A mixture model with Poisson and zero-truncated Poisson components to analyze road traffic accidents in Turkey

The analysis of traffic accident data is crucial to address numerous concerns, such as understanding contributing factors in an accident's chain-of-events, identifying hotspots, and informing policy decisions about road safety management. The majority of statistical models employed for analyzing traffic accident data are logically count regression models (commonly Poisson regression) since a count–like the number of accidents–is used as the response. However, features of the observed data frequently do not make the Poisson distribution a tenable assumption. For example, observed data rarely demonstrate an equal mean and variance and often times possess excess zeros. Sometimes, data may have heterogeneous structure consisting of a mixture of populations, rather than a single population.

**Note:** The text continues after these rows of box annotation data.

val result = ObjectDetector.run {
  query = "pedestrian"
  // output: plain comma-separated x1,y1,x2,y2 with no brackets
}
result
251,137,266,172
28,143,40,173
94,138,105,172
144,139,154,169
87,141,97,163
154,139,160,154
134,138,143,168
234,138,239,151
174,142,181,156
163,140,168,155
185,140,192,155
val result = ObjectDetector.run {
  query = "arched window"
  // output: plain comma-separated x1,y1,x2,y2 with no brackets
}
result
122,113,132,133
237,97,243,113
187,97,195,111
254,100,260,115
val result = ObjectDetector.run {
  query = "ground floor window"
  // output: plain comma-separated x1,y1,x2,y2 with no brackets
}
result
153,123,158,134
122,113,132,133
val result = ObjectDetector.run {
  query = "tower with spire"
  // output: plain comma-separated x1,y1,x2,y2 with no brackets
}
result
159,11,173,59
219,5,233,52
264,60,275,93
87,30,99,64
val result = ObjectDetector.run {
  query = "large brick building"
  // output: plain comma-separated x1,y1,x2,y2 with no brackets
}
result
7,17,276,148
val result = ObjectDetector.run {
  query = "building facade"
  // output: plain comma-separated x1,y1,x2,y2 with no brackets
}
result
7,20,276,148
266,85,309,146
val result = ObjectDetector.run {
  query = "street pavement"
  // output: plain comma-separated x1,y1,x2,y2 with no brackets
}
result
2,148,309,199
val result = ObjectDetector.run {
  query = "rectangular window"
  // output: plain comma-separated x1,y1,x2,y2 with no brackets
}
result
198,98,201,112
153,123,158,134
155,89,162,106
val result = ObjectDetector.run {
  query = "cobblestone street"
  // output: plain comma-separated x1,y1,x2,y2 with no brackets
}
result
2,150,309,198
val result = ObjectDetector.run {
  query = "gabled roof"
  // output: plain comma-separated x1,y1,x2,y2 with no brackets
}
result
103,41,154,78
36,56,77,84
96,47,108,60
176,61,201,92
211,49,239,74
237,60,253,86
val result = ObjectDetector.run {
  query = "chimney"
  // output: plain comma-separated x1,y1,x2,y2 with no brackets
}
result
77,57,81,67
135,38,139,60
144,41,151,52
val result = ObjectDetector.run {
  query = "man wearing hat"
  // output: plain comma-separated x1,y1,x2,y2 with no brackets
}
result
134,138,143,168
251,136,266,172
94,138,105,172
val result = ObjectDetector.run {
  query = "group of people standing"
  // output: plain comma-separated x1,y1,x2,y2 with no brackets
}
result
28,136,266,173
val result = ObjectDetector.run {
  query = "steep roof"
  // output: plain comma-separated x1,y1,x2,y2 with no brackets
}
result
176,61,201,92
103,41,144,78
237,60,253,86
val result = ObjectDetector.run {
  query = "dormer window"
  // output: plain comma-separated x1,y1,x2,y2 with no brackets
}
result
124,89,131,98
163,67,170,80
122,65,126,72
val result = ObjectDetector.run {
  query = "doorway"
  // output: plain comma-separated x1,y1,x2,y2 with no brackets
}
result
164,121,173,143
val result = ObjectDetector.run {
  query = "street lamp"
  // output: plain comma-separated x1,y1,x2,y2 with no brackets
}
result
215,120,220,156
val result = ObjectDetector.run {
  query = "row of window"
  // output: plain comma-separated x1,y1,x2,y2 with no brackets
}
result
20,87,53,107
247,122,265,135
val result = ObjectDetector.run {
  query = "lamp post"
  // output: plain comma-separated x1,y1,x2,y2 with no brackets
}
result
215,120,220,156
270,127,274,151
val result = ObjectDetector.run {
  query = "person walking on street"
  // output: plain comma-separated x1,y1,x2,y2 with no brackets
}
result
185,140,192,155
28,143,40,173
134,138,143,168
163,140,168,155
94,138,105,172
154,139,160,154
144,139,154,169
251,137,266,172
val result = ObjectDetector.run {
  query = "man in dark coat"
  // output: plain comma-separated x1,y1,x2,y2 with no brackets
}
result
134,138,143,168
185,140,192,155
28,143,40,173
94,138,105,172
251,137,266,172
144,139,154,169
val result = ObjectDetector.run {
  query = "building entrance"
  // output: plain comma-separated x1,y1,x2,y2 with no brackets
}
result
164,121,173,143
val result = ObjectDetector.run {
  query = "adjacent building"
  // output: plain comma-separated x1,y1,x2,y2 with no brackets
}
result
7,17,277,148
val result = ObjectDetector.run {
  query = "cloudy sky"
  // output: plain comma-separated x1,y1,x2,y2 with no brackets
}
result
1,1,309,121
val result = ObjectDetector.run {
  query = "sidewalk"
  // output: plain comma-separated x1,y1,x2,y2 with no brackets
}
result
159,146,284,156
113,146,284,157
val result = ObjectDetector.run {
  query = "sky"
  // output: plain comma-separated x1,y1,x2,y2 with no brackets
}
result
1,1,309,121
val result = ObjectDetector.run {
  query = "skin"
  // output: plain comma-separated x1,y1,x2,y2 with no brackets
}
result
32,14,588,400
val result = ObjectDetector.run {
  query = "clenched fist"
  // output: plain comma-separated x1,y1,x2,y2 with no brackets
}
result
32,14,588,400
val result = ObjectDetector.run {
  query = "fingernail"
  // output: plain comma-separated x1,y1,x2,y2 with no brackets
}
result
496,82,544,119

In such data analyses, mixtures-of-Poisson-regression models can be used. In this study, the number of injuries resulting from casualties of traffic accidents registered by the General Directorate of Security (Turkey, 2005–2014) are modeled using a novel mixture distribution with two components: a Poisson and zero-truncated-Poisson distribution. Such a model differs from existing mixture models in literature where the components are either all Poisson distributions or all zero-truncated Poisson distributions. The proposed model is compared with the Poisson regression model via simulation and in the analysis of the traffic data.